OK, so record digging has been around for a while. One key aspect of DJ culture is the concept of collecting. Humans love collecting things, right? Stamps, autographs, priceless works of art, ceramic frogs, you name it. Records are just another thing for us nerdy boys to get excited about collecting and there are a LOT of records out there. Some are better than others and (most importantly to many) some are rarer than others.
This whole concept of searching out the rare, obscure, forgotten killer tunes that nobody’s heard of is older than most of us. Certainly, within the context of DJ culture, it goes all the way back to the beginning, to Jamaica in the 50s, when the DJs would get their contacts in the USA to find the latest unheard R&B records to send back to Jamaica, where the labels would be removed or defaced so that nobody would be able to find out what the tune was. Having a killer tune in your bag that nobody else had was (and still is) a deadset way of standing out from the crowd..
By the time Northern Soul came around, well, digging was firmly established – the whole Northern sound was about obscurity, about rare records – listen to this guy from 1977 explain it all:
So there you go – almost 40 years ago and you’ve got 50 quid bangers knocking around already, although these days a super rare Northern record is gonna set you back thousands!
Pre-internet, digging was still mostly the domain of weirdo collectors, hip-hop beatmakers looking for that fresh break and the dealers. If you wanted a rare record and weren’t prepared to spend months/years/decades on your knees hunting it out in dusty basements, the dealers were who you spoke to.
Dealers were typically ex-record store employees who were usually mega-collectors themselves, with all kinds of connections in the business; often with a high-profile customer list of wealthy collectors, superstar DJs and mega-producers, a good dealer could track down any record you wanted – for the right price! These days, the best ones still exist – their old-school networks still able to subvert the almighty power of the net – but on the whole, the digging scene is very different these days.
Time was that you had to spend years in the boxes before you could discover anything about a given scene or sound – now just one search term in YouTube will bring you a plethora of all kinds of music, even the super obscure stuff – you can easily cross-reference with Discogs. If you’ve got enough money, you can go from not knowing to owning, in the time it takes UPS to deliver. Even better, if you don’t want to be bothered doing an afternoon’s research on YouTube, you can just go straight to one of the many online stores that specialise in offering up music that’s already been dug from the back of beyond on your behalf.
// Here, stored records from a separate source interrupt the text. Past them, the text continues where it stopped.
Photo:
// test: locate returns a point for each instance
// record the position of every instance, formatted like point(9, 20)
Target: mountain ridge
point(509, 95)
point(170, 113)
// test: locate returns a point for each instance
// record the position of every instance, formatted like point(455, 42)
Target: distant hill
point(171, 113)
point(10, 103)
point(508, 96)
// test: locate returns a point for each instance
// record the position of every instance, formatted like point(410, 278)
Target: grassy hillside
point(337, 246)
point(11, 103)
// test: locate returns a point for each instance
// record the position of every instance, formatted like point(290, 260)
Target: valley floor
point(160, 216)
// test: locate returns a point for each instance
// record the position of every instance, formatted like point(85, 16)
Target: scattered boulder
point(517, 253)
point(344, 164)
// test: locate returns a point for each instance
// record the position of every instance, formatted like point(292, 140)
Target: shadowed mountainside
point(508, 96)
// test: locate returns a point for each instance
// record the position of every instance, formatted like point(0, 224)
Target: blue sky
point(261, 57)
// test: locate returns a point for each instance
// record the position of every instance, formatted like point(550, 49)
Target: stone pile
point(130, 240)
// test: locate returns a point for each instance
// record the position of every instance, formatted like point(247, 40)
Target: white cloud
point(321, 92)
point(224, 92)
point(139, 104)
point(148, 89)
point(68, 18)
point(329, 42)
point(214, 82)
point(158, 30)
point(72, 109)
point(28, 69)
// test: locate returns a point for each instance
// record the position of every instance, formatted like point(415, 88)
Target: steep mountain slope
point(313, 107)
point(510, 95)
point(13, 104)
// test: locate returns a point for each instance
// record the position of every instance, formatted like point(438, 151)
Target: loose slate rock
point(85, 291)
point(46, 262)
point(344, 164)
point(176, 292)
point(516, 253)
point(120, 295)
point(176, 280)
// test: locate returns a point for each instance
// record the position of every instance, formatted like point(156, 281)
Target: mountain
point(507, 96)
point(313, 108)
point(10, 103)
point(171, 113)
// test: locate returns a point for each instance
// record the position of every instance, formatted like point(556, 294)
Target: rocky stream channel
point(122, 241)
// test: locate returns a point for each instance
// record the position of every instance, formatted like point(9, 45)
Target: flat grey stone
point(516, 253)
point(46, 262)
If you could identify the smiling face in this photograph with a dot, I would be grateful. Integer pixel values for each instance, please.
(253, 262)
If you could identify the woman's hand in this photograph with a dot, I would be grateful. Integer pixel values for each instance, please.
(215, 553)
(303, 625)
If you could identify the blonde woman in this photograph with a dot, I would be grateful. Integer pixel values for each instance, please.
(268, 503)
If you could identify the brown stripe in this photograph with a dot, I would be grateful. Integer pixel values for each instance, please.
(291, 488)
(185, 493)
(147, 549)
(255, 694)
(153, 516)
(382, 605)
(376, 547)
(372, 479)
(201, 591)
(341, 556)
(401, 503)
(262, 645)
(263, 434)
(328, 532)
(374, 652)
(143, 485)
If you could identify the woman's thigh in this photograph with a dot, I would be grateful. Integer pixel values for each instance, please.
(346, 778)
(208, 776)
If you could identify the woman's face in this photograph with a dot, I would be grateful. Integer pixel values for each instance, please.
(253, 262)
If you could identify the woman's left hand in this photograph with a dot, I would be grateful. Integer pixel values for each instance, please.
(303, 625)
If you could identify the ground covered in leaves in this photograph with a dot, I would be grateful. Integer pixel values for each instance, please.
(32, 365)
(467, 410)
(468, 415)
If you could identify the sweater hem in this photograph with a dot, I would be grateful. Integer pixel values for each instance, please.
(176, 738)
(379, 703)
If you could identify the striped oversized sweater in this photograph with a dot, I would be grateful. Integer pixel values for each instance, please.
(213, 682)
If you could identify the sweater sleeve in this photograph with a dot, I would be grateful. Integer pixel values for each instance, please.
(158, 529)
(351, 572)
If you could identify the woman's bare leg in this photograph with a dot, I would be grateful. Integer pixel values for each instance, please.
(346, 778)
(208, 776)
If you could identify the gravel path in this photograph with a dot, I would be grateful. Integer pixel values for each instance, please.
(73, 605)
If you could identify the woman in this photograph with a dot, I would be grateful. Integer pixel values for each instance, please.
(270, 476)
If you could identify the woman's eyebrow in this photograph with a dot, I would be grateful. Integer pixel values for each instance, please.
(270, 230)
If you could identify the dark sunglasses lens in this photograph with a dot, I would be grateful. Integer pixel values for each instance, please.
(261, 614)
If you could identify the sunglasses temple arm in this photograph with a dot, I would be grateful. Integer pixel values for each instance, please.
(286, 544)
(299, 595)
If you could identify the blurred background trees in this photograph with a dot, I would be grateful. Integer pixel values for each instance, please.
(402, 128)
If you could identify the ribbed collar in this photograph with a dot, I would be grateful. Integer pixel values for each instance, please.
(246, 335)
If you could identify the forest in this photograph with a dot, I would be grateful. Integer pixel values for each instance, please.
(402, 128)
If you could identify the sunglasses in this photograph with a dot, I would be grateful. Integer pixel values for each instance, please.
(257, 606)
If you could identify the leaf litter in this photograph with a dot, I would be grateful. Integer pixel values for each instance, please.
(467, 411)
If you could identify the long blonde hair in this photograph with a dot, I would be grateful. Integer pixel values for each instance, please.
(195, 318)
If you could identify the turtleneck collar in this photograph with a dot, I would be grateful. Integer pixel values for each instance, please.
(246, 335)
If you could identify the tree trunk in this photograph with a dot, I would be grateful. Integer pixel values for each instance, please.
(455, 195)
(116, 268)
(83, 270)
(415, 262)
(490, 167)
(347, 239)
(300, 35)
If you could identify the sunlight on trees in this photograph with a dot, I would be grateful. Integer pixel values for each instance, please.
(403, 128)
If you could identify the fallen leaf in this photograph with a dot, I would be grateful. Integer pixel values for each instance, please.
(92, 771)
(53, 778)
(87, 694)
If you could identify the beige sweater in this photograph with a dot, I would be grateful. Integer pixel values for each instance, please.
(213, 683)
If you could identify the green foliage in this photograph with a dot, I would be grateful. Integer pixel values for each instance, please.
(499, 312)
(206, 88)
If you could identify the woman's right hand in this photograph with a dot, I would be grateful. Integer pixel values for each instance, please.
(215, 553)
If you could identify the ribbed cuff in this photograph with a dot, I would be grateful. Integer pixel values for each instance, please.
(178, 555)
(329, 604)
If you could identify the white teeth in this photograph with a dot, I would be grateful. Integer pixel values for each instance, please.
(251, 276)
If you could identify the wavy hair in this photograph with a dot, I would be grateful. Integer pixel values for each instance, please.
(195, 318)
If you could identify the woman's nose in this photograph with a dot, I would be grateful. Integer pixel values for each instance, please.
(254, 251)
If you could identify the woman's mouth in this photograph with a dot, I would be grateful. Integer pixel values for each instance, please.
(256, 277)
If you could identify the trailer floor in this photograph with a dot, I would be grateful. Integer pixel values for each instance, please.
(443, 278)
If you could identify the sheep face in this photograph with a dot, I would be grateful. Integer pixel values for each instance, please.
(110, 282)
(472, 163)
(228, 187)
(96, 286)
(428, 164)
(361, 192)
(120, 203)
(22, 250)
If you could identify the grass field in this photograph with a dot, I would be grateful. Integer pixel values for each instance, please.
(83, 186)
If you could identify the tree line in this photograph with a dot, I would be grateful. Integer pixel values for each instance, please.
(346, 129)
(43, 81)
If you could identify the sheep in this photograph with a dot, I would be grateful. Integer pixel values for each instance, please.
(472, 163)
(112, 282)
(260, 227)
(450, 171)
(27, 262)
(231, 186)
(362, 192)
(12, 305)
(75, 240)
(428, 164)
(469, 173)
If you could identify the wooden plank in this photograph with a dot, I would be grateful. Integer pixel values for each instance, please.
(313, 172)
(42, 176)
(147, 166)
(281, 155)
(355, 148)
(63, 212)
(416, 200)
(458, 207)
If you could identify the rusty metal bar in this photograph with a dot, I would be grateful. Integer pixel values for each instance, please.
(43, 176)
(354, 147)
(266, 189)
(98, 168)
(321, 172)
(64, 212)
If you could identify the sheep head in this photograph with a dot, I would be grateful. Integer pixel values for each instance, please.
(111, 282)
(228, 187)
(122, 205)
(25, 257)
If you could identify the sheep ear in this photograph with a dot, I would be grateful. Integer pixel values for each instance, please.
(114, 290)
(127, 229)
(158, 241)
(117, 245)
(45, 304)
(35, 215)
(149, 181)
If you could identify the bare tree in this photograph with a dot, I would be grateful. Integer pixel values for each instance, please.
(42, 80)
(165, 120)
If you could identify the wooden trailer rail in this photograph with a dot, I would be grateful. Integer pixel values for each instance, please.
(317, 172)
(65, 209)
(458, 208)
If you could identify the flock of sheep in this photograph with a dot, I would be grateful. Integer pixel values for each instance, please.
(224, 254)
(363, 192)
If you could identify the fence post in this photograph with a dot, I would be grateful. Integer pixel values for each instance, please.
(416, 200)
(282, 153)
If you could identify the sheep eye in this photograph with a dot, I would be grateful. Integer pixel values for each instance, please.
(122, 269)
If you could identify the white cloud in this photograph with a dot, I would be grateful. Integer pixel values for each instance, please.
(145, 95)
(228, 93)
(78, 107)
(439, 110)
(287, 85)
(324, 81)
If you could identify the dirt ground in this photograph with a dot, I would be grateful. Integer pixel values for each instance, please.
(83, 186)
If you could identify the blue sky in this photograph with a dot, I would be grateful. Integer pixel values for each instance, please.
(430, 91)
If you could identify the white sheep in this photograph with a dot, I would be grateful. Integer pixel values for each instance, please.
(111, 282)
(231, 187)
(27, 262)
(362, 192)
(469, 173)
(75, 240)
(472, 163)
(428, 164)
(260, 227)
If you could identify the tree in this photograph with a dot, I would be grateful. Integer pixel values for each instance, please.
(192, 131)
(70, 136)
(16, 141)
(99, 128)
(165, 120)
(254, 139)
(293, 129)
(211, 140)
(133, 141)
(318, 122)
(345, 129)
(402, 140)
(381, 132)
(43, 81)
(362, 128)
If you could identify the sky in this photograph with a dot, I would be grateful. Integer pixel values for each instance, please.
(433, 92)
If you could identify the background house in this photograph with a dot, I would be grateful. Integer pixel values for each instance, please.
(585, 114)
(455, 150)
This causes a bit of trouble, because there are lots of nerdy boys involved in this digging scene (check out our pal from 1977) and you know how it is with nerdy boys and their toys – many see the spreading of this music to a wider audience as a threat – as if the value of their precious find is somehow diminished by more people finding out about it. Remember – collectors are not always the most well-adjusted of folk; to say that there are some quite extreme personalities in this scene is something of an understatement. There’s loads of jealousy, secrecy, elitism, snobbery and downright sociopathic behaviour – and that’s just from the nice guys!
Fortunately, there is so much super obscure music out there that nobody is ever going to dig it all. Even in Northern Soul, which is a genre that is super precise in terms of style, that has possibly been more dug up than any other, people are still finding ‘new’ records. The current trends are for raw soul & disco from the Caribbean, South African ‘Bubblegum’ music and Japanese stuff from the late 70s and 80s – prices are getting higher every day and more and more people are spending a day on YouTube and becoming experts – much to the chagrin of many of the folk who first found this music.
Ultimately, music belongs to nobody and the beauty of the digital age is that the paradox our pal described in 1977 no longer exists – it’s possible for everyone to hear music these days, as long as it finds its way online; hoarding your record in your ivory tower just means you got one more piece of PVC than some others.